Remind. When you read the sermons of the prophets, you find yourself taking a review course in Jewish history. From the addresses of Moses in Deuteronomy to the rebukes of Malachi in his brief book, the prophets reminded Israel where they came from, who they were and whose they were. In the epistles to the churches, the apostles followed a similar pattern and gave great emphasis to the theology of the church. When God's people lose their identity and drift into religious amnesia, the lose their purpose and power in this world. Like Eutychus, they fall asleep in church, and it takes a life-imparting pastor to solve the problem (Acts 20:7-23). Duty must be based on doctrine and obligation on relvelation. Many saved people sitting in the congregation have no idea what a church really is and what God wants them to do as members. I recommend that every church plan an annual "anniversary Sunday" to help everybody catch up on the past. How soon people forget! A. T. Pierson said, "History is His story," and it's a story we must not ignore or forget.
Reveal. We move here from the past to the present and allow the light of the Word to shine on the people and program of the church. The preacher must not be a prosecuting attorney, but rather a loving witness to the grace of God adn the possibilities He has set before the church. The prominent pronouns are not "you" and "me" but "we" and "us," for the minister is a part of the church body. We should deeply regret our failures, but we plan to do something about them! Unless the Spirit moves hearts, nothing will be accomplished.
Repent. The prophets often called Israel to repent, confess their sins and return to the Lord, and the church today needs to follow this example. I like the title of Vance Havner's devotional commentary on the letters to the seven churches, Repent--or Else. It may help to schedule a "solemn assembly" when member individually and the congregation collectively can deal with their sins and seek the face of the Lord.
Remove. It's one thing to admit our needs and quite something else to take steps to perform surgery. A worldly church member always closed his public prayers with, "And Lord, take the cobwebs out of my life." One of the elders got tired of hearing this empty prayer, so one Sunday he called out, "And while you're at it, Lord, kill the spider!" The godly kings of Israel destroyed the pagan altars and idols and turned their shrines into garbage dumps.
Renew. Jacob went back to Bethel and renewed his devotion to the Lord (Gen. 35), because our Father welcomes us when we turn from sin and return home. After we receive forgiveness for our sins, we must renew our personal devotional life and spend time daily meditating on the Word of God and praying to the God of the Word. New life comes into the church when individuals get right with God and one another. It's not by starting new things that we receive this life but by asking the Spirit to breathe on the old things until they glow with life. Then we can pray about innovations and see the Lord work.
Rejoice. "Will you not revive us again, that your people may rejoice in you?" (Ps. 85:6). A joyful congregation is a witness that Satan hates and attacks. The absence of joy is one of the first indications of unconfessed sin in our lives. "Let me hear joy and gladness," prayed King David. "Restore to me the joy of your salvation" (Ps. 51:8, 12).
Jeremiah was a faithful servant whose prophetic ministry seems like a failure. For forty years he wept, prayed, preached, suffered, and was opposed and even attacked; yet he did not save the nation from invasion nor the temple from destruction. The apostate Jews dragged him down to Egypt where he died and was buried without honor or a monument on his grave.
Was it worth it all?
The answer is in Matthew 16:13-14. Jesus asked His disciples, "Who do people say the Son of man is?" They answered, "Some say John the Baptist; others say Elijah; and still others, Jeremiah or one of the prophets."
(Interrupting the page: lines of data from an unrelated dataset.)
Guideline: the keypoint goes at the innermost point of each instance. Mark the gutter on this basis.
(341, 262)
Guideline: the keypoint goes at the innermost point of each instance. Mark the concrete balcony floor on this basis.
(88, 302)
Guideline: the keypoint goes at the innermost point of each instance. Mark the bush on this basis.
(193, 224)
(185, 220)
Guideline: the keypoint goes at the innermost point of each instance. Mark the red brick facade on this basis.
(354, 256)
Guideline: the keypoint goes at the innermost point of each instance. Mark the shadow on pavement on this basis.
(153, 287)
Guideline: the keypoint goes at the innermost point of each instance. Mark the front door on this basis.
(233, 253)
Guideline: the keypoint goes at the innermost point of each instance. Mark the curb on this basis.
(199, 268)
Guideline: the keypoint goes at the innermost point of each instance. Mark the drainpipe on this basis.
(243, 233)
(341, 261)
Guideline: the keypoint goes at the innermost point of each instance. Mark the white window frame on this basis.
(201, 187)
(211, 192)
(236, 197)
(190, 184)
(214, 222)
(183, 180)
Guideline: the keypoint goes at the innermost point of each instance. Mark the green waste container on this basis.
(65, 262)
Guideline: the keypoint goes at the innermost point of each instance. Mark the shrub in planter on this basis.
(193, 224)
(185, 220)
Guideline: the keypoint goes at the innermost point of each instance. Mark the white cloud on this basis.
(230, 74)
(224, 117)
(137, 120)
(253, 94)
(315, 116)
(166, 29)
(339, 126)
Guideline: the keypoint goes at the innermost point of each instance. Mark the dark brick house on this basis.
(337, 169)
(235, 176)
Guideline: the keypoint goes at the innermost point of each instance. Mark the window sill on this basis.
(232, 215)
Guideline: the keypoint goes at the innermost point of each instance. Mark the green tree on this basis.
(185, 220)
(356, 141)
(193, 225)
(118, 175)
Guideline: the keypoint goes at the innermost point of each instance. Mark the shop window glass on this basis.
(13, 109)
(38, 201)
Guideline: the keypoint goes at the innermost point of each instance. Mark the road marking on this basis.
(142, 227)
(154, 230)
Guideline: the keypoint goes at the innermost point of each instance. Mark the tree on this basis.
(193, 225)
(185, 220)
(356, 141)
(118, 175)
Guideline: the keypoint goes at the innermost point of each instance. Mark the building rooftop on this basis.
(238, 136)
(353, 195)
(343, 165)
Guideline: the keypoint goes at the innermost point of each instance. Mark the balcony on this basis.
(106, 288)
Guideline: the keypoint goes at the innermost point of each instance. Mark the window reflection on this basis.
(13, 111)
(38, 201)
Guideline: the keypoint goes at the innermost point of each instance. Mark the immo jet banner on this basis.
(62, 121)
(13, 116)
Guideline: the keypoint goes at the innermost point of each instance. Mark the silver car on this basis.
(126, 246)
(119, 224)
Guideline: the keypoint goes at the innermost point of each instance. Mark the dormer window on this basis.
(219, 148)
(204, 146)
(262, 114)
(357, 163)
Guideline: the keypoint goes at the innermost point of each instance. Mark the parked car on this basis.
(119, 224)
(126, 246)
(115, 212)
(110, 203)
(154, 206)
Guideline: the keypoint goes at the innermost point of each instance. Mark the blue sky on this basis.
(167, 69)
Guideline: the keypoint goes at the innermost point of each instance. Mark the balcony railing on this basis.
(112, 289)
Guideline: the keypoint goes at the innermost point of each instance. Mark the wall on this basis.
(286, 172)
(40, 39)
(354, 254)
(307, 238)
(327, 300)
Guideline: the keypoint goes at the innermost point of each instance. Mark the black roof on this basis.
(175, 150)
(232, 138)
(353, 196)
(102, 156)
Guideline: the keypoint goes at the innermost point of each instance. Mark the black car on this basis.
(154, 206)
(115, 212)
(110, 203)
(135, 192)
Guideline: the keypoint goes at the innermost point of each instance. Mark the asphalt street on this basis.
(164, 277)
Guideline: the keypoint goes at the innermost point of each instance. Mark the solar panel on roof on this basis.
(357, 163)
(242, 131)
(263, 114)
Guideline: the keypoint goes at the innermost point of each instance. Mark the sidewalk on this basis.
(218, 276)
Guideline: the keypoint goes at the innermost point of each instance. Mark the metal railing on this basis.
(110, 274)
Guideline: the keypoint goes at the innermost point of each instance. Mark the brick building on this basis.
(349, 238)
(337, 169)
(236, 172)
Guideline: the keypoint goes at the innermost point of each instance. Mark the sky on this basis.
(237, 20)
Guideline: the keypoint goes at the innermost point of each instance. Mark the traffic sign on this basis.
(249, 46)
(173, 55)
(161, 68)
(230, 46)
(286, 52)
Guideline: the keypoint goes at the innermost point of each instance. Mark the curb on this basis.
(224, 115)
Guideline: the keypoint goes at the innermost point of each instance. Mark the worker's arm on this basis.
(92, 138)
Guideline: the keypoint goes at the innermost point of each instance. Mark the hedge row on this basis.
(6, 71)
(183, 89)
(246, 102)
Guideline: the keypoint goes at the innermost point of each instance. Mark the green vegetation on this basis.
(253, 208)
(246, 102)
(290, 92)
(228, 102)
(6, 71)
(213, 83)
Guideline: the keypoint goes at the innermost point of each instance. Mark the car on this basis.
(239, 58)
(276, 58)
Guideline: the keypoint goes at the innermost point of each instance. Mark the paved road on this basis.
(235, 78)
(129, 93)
Jeremiah! Can you think of a higher honor than to be compared with Jesus? Jeremiah never married, nor did Jesus. Jeremiah was a man of prayer and so was Jesus. Jeremiah wept openly and so did Jesus. Jeremiah lovingly proclaimed God's Word and used many metaphors and pictures, and so did Jesus. Jeremiah was lied about, arrested illegally, imprisoned, abused and rejected, and so was Jesus. Jeremiah was faithful to finish his work, and so was Jesus!
Jesus can help us have a prophetic ministry, and we too can become more like Him.